Film Review: Stonewall

Rebuild an active LGBT movement

Mary Finch, Leeds Socialist Party

Within a week of the trailer for the film Stonewall being released, 22,000 people signed a petition calling for it to be boycotted. Stonewall purports to tell the history of the LGBT (lesbian, gay, bisexual and trans) struggle for equality.

On the night of 27 June 1969 New York police, like they had so many times before across the USA, raided the Stonewall Inn LGBT bar, arresting some of the patrons. The local LGBT community immediately exploded in anger, ejecting the police from the area, and freeing the arrested. These protests sparked massive organisation of LGBT people to fight for their rights.

This new film wrote out some major characters – the people who led the Stonewall riots, and the subsequent movement for liberation and equality, but are less palatable to the whitewashed image Hollywood wants to present.

The film is based around a fictional white, gay man. But Marsha Johnson, a black transgender woman, appears in the film with only a minor role. Historically she is credited with instigating the riots. Sylvia Rivera, a Latina transgender woman and another key figure in the riots, was replaced with a fictional male character.


Petitioners say those ‘who began the riots do not seem to be credited with such revolutionary acts’. Stonewall was revolutionary. Before the riots, and the mass liberation movement, police raids and arrests in LGBT bars was commonplace, as were attacks and murders that were rarely prosecuted.

After Stonewall the LGBT community demanded the same rights, safety, and freedom from harassment and violence that everyone else enjoys. We should reclaim our history.

Ultimately, the LGBT movement of the 1970s failed to make the necessary conclusions that class society, where a tiny elite hoard wealth at the expense of the rest, will always be one of divide and rule.

Meanwhile, young people kicked out of their homes by homophobic or transphobic parents often have nowhere to go, and end up homeless. Asylum seekers are often deported to their home countries, back to persecution. LGBT people are disproportionately more likely to suffer mental health problems.

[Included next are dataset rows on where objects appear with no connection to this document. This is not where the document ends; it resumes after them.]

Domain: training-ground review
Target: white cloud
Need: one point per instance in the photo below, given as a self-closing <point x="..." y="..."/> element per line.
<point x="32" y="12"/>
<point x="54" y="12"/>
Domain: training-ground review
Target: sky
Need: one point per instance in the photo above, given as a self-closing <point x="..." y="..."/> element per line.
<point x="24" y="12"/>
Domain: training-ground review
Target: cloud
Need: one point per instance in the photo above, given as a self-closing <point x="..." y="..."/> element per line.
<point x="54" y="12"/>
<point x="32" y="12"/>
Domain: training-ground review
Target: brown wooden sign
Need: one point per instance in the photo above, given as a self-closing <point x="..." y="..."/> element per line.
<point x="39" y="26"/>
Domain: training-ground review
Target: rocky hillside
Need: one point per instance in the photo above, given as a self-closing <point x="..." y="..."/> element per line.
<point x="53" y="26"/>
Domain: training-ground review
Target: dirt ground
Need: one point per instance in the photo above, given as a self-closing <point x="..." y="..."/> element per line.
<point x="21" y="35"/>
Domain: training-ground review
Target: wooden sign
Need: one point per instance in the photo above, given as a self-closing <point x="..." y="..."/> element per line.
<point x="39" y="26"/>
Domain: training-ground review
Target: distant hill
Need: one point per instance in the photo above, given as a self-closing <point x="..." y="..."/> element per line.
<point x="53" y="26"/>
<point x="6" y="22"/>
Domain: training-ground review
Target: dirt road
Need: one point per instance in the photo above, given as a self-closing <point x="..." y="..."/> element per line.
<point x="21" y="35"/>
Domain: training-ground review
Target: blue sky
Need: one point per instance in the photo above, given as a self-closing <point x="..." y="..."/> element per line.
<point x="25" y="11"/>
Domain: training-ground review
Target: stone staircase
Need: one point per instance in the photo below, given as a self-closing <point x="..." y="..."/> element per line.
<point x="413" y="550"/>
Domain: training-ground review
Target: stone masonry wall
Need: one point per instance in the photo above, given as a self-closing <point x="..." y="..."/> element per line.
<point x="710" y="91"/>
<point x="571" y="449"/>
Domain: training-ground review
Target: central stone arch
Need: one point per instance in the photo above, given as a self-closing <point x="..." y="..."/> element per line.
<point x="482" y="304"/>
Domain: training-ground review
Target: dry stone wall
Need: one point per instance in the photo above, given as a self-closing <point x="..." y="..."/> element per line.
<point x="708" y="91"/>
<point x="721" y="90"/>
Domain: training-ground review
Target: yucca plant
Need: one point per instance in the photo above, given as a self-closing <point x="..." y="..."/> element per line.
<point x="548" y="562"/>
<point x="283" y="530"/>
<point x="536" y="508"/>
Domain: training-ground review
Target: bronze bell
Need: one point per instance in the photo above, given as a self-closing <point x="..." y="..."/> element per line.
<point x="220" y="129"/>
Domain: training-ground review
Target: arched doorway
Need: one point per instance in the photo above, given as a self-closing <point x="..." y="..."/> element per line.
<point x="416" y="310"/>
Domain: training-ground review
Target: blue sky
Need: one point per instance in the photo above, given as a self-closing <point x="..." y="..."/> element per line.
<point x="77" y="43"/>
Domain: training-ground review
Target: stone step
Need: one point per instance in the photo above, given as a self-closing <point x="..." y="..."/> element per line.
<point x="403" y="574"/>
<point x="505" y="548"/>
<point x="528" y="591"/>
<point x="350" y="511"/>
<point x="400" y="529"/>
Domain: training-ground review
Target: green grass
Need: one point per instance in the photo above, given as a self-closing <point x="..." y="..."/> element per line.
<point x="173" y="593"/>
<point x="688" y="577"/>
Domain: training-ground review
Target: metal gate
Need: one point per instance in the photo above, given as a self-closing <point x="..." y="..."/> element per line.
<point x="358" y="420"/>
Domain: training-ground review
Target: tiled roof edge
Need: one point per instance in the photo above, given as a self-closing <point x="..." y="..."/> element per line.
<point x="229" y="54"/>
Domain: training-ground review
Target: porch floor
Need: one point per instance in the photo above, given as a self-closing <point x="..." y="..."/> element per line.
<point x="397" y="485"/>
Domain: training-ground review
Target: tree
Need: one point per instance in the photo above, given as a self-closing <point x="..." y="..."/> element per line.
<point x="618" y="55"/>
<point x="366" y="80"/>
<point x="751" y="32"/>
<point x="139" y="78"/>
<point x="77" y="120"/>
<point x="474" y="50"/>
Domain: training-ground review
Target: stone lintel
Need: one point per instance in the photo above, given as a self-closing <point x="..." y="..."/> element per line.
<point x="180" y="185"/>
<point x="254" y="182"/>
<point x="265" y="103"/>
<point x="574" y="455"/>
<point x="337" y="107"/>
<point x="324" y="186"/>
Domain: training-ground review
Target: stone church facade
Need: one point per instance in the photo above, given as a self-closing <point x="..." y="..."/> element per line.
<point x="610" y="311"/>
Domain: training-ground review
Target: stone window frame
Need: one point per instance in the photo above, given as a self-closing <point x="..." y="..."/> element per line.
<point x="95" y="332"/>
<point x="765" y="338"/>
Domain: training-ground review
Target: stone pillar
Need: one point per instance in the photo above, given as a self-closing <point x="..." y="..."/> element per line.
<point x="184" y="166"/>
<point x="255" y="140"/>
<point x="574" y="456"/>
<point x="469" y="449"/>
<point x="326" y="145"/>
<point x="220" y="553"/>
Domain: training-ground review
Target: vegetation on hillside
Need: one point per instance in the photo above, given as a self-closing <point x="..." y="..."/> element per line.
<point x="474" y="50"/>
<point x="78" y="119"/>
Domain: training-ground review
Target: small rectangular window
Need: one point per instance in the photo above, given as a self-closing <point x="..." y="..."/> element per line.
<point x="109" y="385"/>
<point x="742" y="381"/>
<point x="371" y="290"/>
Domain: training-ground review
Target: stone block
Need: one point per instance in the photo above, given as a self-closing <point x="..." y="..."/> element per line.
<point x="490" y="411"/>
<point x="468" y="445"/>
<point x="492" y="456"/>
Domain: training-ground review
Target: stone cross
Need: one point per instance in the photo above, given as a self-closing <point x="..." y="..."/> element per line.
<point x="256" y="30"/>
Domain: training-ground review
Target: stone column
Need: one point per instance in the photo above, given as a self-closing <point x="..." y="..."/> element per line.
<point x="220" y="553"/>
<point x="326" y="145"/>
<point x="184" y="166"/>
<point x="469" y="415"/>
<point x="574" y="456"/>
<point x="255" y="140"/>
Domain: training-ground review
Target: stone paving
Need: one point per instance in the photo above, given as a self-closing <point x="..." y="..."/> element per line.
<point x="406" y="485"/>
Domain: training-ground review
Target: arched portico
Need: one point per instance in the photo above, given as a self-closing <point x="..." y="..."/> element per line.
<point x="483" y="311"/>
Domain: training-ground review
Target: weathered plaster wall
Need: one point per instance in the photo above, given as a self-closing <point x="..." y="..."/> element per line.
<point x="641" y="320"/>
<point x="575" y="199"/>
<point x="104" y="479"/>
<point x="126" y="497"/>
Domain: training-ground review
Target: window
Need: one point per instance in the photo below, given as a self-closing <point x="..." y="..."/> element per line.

The working class majority were left to keep suffering capitalism’s devastating effects.

We need to rebuild an active movement, demanding whatever steps towards equality we can win under capitalism, but ultimately fighting for a democratic socialist society.

By nationalising the wealth of the 1%, and democratically planning its use, we can harness vast resources to provide jobs, homes and services for LGBT people.

We can render divide and rule tactics obsolete. With no ruling class, there is no longer a need for oppression. Only a decisive break with capitalism can win genuine liberation!